A fast Somalian boat was then launched and locals reported gunfire, but were unable to say who fired first. A Somalian man was reported to be in hospital following the incident.

"The consul stressed that it was not necessarily pirates who attacked the vessel," said Mr Doran. "It may well have interfered with fishing nets near the shore. This puts the statement given by the captain in a different light and points to further inconsistencies in it. He had claimed to be sailing at least five or six mile off-shore during the incident."

Mr Doran said that the family were aware the letter from the consul could not be verified, but they were encouraged by his interest in their son's death.

"This is a very positive development for the family, as it is the first independent evidence of what happened," he said. "They are aware this is evidence which has not been substantiated, but are happy it has come forward."

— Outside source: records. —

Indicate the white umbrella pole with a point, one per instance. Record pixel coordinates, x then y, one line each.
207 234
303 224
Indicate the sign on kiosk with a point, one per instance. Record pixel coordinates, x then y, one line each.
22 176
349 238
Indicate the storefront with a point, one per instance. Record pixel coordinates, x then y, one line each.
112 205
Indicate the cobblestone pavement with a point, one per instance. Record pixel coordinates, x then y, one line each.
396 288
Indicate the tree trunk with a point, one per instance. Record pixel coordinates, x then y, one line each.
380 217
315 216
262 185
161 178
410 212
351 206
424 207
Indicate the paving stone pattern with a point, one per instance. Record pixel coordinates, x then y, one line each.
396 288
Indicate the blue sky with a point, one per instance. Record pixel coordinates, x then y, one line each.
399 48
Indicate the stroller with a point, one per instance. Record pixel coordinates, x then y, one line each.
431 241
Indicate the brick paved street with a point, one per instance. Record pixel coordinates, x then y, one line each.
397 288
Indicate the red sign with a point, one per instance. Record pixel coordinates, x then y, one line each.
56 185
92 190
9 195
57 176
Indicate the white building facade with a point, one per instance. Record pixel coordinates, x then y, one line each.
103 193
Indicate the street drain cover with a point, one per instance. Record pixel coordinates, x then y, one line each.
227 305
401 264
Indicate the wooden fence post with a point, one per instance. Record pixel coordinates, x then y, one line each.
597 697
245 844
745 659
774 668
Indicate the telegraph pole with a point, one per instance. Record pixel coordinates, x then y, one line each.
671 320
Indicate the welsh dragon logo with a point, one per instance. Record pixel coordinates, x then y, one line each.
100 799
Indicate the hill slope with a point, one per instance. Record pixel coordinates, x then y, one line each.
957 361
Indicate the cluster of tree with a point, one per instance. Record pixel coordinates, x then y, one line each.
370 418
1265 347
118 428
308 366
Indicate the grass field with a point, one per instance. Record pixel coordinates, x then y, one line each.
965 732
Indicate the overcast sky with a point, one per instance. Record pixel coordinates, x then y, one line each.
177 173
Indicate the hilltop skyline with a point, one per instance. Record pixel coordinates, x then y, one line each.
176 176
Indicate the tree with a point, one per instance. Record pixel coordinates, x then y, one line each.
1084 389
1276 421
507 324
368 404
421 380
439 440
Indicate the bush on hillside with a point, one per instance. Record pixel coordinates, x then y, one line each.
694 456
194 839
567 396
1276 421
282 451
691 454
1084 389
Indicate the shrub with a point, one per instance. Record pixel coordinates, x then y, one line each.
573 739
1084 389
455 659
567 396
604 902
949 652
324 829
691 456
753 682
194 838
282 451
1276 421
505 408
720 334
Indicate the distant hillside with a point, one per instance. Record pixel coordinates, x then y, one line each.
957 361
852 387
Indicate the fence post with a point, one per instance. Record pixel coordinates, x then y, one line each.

The consul is understood to have relatives in the police force near to where the incident is reported to have taken place and has promised to investigate further.

In a separate development, the MP said the Correlation, the yacht on which Mr McLean was sailing, had left Aden today and was believed to be sailing for Marseilles, in the South of France. "Obviously the family would have preferred it if the boat had stayed where it was but it comes as no great surprise to them," said Mr Doran.

He added that the McLeans hoped this would allow the French authorities to mount their own investigation. "The assumption is that the Yemenis did not have the legal authority to make [the yacht] stay," he said.

All of Mr McLean's personal belongings were with the British Consulate in Aden, he said.

Mr McLean was reported to have been killed at sea on 11 September and the Yemeni Maritime Police were notified five days later. Yesterday, Robin Cook, the Foreign Secretary, made a formal request to the French government to investigate the death.

Mr McLean's family have suggested that the accounts of the skipper of the yacht, Philippe Sorel, have been inconsistent and they have called for a full investigation.